We know this because many amateur astronomers witnessed or photographed the explosion. Petr Horálek was one of them; he captured the fireball from Boa Vista, one of the islands of Cape Verde:
“As I was sorting through my pictures of the eclipse, I was trying to avoid images with dusty specks or hot pixels,” says Horálek. “Upon closer inspection, I realized this was no hot pixel. It was a flash of light on the Moon–and other astronomers had photographed it as well.”
At least a dozen reliable still images and videos of the impact have surfaced so far.
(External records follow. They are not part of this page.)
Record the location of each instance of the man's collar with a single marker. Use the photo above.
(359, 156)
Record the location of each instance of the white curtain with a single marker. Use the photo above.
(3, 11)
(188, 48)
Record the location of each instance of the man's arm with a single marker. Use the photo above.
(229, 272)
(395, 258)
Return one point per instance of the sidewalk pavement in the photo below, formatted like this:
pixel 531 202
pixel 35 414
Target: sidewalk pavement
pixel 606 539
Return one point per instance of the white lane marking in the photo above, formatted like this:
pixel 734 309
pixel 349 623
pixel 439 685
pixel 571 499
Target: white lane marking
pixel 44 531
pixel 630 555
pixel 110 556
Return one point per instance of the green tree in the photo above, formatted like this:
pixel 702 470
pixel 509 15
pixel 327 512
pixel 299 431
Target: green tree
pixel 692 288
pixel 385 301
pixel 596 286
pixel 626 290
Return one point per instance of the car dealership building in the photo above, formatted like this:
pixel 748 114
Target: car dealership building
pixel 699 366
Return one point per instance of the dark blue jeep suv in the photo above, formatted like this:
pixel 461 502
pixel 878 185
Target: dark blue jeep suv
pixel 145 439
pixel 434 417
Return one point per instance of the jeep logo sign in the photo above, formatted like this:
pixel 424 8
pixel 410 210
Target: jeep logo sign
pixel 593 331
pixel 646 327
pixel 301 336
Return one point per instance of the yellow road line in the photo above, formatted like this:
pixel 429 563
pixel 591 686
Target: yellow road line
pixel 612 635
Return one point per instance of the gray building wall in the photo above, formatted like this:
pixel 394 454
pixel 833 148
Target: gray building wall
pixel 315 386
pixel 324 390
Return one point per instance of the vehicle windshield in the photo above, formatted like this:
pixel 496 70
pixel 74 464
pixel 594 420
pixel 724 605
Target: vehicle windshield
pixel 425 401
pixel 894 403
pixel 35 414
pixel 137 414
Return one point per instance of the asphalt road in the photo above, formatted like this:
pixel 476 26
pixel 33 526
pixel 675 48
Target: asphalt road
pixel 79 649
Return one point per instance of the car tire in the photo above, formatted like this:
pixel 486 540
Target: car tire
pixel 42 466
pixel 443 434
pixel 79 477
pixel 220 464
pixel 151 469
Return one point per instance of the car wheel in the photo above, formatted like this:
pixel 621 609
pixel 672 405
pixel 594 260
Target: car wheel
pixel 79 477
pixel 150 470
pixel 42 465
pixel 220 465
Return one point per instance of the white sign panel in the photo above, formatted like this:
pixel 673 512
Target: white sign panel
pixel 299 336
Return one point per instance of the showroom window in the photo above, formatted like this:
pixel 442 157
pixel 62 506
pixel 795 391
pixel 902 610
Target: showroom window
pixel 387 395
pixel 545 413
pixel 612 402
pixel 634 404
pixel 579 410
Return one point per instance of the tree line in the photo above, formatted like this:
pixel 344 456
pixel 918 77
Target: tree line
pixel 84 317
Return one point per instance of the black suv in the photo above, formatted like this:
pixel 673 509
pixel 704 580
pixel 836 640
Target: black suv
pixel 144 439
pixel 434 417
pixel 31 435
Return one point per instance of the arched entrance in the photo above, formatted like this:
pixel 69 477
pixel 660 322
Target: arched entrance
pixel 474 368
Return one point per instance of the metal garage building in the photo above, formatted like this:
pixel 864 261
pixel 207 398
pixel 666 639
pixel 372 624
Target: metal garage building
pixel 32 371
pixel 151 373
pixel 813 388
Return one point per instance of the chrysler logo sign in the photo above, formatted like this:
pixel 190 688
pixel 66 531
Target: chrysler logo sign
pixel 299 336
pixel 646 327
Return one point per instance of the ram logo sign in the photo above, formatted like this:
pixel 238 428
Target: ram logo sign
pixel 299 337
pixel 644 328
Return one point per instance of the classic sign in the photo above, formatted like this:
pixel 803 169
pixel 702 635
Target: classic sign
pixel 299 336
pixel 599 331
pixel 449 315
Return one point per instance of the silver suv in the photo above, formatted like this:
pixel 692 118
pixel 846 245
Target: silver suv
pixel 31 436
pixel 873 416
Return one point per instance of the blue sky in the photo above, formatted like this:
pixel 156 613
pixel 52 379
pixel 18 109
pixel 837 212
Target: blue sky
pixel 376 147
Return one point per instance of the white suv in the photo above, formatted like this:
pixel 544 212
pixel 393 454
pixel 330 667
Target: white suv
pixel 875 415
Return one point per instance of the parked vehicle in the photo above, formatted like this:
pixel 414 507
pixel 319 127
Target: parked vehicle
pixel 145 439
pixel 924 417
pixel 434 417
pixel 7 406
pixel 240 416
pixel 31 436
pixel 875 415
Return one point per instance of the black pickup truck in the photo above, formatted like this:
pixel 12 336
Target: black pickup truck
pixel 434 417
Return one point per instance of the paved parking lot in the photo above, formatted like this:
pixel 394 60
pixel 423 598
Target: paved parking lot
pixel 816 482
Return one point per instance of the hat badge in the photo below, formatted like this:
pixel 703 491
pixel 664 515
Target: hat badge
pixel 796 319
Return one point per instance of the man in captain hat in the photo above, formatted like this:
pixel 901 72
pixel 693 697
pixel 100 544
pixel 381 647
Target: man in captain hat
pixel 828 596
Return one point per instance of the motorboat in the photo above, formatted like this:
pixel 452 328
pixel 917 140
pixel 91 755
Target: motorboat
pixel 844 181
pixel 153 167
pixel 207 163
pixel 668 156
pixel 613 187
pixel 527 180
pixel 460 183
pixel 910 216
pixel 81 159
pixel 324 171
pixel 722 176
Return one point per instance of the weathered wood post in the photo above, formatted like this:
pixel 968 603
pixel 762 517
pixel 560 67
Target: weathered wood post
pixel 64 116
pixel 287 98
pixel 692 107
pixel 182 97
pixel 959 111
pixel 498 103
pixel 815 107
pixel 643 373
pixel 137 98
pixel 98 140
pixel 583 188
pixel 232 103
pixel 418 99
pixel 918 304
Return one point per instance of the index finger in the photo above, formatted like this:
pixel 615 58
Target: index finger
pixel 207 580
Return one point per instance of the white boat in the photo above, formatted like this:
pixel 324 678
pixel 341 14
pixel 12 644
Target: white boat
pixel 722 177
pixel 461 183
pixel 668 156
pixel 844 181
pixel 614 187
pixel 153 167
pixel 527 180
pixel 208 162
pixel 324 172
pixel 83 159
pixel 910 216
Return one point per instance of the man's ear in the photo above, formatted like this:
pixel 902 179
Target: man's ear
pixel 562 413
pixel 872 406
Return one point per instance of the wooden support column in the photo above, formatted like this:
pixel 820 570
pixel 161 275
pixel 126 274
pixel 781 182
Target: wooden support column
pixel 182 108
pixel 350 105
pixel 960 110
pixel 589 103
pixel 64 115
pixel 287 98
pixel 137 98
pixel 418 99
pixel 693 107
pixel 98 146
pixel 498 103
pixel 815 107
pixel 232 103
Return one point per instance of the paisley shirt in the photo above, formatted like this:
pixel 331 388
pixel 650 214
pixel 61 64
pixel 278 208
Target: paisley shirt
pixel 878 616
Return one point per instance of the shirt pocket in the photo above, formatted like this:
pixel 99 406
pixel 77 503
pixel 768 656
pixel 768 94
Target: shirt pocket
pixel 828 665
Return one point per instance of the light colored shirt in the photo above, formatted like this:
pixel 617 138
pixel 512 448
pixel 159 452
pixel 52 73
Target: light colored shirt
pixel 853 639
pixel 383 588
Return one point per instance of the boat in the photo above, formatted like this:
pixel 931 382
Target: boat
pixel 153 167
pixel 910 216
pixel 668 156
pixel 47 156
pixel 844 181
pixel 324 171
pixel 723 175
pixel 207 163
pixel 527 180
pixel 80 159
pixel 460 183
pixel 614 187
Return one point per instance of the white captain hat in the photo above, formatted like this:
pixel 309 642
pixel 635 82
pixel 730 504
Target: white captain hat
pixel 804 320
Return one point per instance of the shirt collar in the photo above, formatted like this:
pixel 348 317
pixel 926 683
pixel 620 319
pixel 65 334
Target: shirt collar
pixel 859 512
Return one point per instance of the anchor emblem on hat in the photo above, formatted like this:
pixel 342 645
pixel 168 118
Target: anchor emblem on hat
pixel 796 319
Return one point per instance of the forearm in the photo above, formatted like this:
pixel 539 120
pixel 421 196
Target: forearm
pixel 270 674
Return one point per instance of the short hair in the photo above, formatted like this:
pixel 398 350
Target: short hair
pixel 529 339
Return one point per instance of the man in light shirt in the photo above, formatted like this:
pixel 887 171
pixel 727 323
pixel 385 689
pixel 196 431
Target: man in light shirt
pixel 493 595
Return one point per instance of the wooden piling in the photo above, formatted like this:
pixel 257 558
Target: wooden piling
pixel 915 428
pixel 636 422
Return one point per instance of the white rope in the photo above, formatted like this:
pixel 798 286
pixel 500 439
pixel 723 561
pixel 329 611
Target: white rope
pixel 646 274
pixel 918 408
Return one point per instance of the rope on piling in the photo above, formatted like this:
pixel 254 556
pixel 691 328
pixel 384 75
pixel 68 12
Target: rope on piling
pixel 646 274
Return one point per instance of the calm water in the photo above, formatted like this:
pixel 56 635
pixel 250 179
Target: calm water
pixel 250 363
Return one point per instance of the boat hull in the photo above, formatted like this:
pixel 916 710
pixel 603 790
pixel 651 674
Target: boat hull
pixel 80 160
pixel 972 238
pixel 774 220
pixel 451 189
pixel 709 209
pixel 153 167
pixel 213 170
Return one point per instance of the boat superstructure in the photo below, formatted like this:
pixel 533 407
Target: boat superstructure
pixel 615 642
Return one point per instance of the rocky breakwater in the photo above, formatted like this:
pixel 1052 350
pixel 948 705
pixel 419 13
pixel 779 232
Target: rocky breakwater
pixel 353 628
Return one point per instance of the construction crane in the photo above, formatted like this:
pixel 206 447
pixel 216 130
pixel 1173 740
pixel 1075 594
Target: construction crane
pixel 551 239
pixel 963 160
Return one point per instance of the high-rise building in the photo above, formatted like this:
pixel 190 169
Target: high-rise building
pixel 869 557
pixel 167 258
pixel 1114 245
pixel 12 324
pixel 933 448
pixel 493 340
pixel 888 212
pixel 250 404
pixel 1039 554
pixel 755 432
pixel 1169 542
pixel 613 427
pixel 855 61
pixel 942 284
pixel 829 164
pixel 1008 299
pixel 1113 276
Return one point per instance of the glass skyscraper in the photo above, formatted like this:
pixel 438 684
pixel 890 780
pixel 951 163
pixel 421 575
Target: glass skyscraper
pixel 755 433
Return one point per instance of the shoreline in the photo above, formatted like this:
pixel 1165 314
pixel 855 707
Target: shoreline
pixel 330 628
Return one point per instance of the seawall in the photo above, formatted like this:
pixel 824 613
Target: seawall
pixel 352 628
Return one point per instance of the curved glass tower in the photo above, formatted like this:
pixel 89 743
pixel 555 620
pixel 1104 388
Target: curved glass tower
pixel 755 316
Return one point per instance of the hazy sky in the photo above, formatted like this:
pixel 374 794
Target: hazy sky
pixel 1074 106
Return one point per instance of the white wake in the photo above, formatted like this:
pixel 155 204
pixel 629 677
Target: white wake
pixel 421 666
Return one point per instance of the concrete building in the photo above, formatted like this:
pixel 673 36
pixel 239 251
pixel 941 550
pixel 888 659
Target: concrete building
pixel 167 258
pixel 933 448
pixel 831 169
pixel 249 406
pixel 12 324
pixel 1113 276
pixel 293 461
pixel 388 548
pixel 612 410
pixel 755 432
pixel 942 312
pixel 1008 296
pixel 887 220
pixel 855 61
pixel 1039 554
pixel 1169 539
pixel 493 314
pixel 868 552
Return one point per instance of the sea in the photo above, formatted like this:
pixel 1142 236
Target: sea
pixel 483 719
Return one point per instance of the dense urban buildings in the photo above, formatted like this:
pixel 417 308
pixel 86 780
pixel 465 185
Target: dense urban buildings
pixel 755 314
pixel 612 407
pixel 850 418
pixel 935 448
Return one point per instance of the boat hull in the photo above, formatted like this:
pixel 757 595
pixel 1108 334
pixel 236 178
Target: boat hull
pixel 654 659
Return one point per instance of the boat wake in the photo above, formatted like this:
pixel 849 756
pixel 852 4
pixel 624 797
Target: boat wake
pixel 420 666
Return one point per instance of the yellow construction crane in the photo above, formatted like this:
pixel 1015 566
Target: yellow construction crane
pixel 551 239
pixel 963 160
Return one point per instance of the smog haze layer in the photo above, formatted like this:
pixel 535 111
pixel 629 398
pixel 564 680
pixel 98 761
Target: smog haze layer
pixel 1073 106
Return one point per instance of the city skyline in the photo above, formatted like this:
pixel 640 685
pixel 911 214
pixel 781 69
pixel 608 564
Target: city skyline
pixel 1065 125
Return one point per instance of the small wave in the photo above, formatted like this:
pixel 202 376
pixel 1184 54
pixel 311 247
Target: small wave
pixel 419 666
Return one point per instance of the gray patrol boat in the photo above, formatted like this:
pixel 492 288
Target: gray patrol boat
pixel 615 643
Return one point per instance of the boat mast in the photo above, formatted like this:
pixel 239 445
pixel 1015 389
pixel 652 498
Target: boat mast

Here is video of the strike during the eclipse:
These images correspond to a lunar impact flash spotted by the telescopes operating in the framework of the MIDAS survey on Jan. 21, at 4:41:38 universal time (23:41:38 US eastern time). The impact took place during the totality phase of the lunar eclipse. The flash was produced by a rock (a meteoroid) that hit the lunar ground. The MIDAS Survey is being conducted by the University of Huelva and the Institute of Astrophysics of Andalusia.